By Lynn Thomasson and Margaret Brennan
Aug. 21 (Bloomberg) -- Meredith Whitney, the analyst who predicted that Citigroup Inc. would cut its dividend last year, said the number of U.S. bank failures will quadruple as lenders struggle with bad loans.
“There will be over 300 bank closures,” Whitney said in an interview with Bloomberg Television from Jackson Hole, Wyoming. “The small-business owner on Main Street continues to see liquidity come away.”
Unemployment has risen to the highest since the early 1980s and Americans are falling behind on mortgage payments at a record pace, forcing regulators to seize 77 lenders in 2009, the most in 17 years. Colonial BancGroup Inc. was closed by the Federal Deposit Insurance Corp. and taken over by BB&T Corp. on Aug. 14 in the biggest failure since Washington Mutual Inc. collapsed in 2008.
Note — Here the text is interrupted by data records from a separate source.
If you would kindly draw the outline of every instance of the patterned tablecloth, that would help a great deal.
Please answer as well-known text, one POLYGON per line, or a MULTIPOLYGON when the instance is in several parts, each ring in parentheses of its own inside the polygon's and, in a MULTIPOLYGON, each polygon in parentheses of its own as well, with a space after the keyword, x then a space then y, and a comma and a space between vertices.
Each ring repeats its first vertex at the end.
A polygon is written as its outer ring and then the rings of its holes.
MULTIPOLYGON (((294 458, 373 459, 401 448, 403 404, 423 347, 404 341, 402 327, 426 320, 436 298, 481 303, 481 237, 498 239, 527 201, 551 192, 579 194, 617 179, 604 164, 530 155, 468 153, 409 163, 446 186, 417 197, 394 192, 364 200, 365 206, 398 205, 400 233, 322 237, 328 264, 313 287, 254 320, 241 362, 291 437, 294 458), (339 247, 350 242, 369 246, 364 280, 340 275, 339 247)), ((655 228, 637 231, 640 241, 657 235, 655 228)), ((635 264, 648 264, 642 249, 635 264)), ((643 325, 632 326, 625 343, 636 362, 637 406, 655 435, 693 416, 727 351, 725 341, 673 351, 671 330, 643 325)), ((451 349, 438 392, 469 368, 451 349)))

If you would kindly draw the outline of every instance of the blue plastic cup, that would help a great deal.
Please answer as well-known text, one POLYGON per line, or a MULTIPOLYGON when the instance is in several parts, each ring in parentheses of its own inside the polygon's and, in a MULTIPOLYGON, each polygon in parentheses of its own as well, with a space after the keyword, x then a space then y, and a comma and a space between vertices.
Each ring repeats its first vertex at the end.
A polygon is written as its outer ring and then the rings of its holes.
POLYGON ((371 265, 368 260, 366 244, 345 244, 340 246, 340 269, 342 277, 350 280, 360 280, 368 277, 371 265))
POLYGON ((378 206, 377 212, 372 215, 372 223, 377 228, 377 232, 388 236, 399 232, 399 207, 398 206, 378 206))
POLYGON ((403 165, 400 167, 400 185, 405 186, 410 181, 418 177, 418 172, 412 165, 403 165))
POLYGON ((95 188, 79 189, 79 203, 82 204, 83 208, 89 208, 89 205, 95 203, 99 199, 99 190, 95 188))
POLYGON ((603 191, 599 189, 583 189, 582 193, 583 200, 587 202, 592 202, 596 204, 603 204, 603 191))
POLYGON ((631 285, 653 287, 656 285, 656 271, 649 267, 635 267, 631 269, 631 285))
The FDIC plans to ease rules to allow private-equity investors to acquire insolvent banks, the New York Times reported today, citing unidentified people briefed on the situation. The move would help reduce the number of failed banks the FDIC needs to support as their number increases, the newspaper said.
Whitney said that even though the panic of the financial crisis has passed, investors have been “overzealous” in estimating bank profits for the next few years. Analysts polled by Bloomberg project earnings for the industry will surge more than ninefold this year and 57 percent in 2010 as lenders recover from the worst crisis since the Great Depression.
“Many banks may be OK for while, but the real driver for the economy, which is consumer spending, I don’t expect that to come back anytime soon,” she said.
Financial companies in the Standard & Poor’s 500 Index have collectivelyrallied 135 percent in the past five months after falling to the lowest level since 1992.